Marcio, cinco veces luche contigo y otras tantas venciste. Pienso que eres capaz de
repetir la hazaña, aunque nuestros combates sean tan frecuentes como nuestras
comidas. Si vuelvo a encontrarme con él cara a cara, él me vencerá y yo le venceré.
Ahora me batiré sin reparo en las armas, y rabia o astucia emplearé en su
exterminio.
Voz
- ¡Es el puro diablo!
Aufidio
- Más atrevido, diría yo, pero nunca tan astuto. Ni la desnudez o la enfermedad, ni
las oraciones, ni la hora del sacrificio, ante los cuales la ira suele aplacarse, podrán
anular el odio que siento por él. En donde lo encuentre, aunque sea en mi propia
casa, deseo teñir mi mano salvaje con la sangre de su corazón.
Voz
- Así será, señor.
II ACTO
1. PLAZA PÚBLICA
Voz
- Dicen que tienes noticias frescas ¿verdad?
Agripa
- Si, de Cayo Marcio, pero a ese ustedes no lo aman y sino díganme: ¿A quién ama el
lobo?
Voz
- Al cordero
Agripa
- Así es, porque quiere devorarlo, como los pobres hambrientos al valiente Marcio.
Voz
- Pues ese es un cordero que ruge como un oso.
Agripa
- No, ese es un oso que vive como un cordero. ¿Saben como los juzgan en la ciudad?
Y por nosotros, quiero decir los de las clases altas.
Voz
- ¿Como nos juzgan señor?
Agripa
- Como un par de sujetos vanidosos, violentos y traidores, que son incapaces
siquiera de mediar entre una vendedora de rosas y un tendero.
Voz
- El Marcio es vencedor. De lo contrario no sería tan insolente.
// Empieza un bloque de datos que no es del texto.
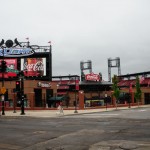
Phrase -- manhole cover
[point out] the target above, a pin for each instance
(128, 146)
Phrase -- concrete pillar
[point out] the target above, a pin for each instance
(31, 99)
(81, 99)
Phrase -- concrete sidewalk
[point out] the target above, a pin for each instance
(56, 113)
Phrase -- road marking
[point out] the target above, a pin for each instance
(142, 110)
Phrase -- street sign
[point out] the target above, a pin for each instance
(3, 90)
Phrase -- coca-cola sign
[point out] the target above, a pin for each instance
(44, 84)
(34, 66)
(92, 77)
(16, 52)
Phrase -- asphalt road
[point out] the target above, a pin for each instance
(115, 130)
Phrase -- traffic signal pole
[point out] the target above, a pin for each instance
(3, 96)
(22, 93)
(3, 65)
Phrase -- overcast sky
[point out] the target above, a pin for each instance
(82, 30)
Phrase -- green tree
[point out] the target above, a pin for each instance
(138, 92)
(116, 91)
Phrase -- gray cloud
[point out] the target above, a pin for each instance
(83, 30)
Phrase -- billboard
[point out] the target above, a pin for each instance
(33, 66)
(92, 77)
(11, 70)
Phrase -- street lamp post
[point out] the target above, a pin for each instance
(75, 111)
(22, 92)
(3, 65)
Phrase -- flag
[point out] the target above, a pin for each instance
(77, 84)
(130, 88)
(148, 83)
(142, 79)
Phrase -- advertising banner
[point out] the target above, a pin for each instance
(11, 70)
(92, 77)
(33, 66)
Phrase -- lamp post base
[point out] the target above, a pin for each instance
(75, 111)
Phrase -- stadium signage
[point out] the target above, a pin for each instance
(92, 77)
(44, 84)
(16, 52)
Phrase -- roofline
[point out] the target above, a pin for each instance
(134, 74)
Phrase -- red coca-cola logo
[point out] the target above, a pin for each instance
(92, 77)
(38, 66)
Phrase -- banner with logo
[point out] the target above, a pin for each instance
(11, 70)
(33, 66)
(92, 77)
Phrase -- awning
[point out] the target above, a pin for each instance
(57, 98)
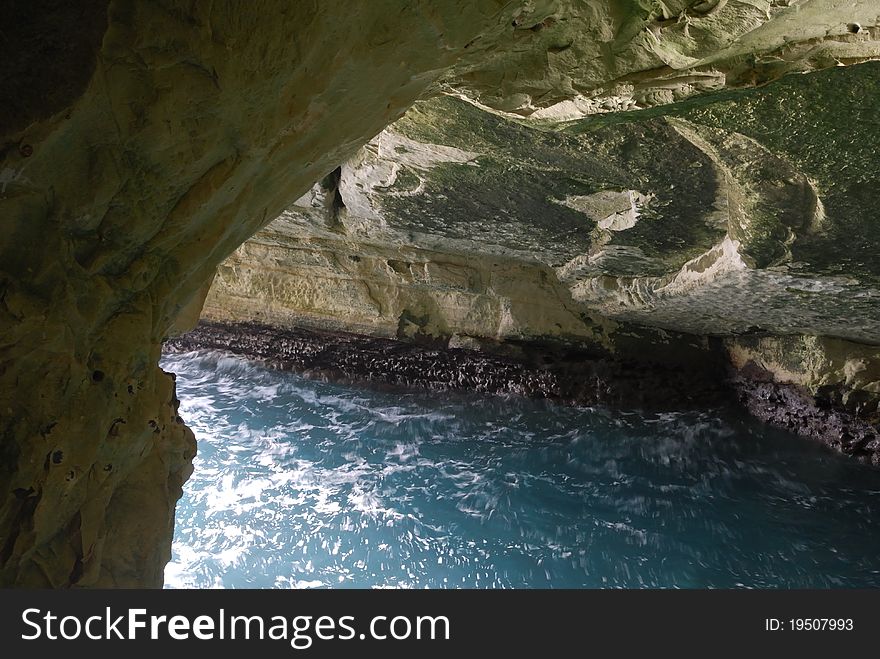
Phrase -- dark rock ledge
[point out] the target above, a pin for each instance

Entra Volumnia, Virginia y Valeria
Agripa
- ¿A dónde van tan de prisa? Señoras
Volumnia
- Honorable señor, mi hijo Marcio está por llegar. No nos detengas.
Agripa
- ¿Llega Marcio?
Volumnia
- Y con las más altas distinciones.
Agripa
- Entonces Marcio retorna al hogar.
Volumnia
- Si. Aquí traigo una carta de él y hay otra carta para ti.
Agripa
- ¿Una carta para mí? Eso me recompensa tantos años de dolores y enfermedad.
¿Estás segura de que no está herido?
Volumnia
- Si, está herido.
Agripa
- ¿Trae la victoria en las manos? Entonces le sentarán bien las heridas.
Volumnia
- La trae puesta en las sienes. Por tercera vez regresa con la corona, símbolo de su
fuerza y valor.
Agripa
- ¿Le habrá dado una lección a Aufidio?
Volumnia
- Dicen que lucharon, pero que Aufidio se escabulló. A mi hijo se le atribuye la
totalidad del merito en la conquista de Corioles.
Agripa
- ¿En dónde fue herido?
Volumnia
- En el hombro y en el brazo izquierdo. Le quedarán dos grandes cicatrices que
podrá mostrar al pueblo cuando presente la candidatura a su cargo de cónsul.
Ahora vuelve al hogar vencedor.
Voz
- Se hace saber a todos que Cayo, de la estirpe de los Marcio, por su propia mano
irrumpió en la atrincherada ciudad de Coroles y que por esta hazaña, de ahora en
adelante llevara el nombre y el título de Coriolano.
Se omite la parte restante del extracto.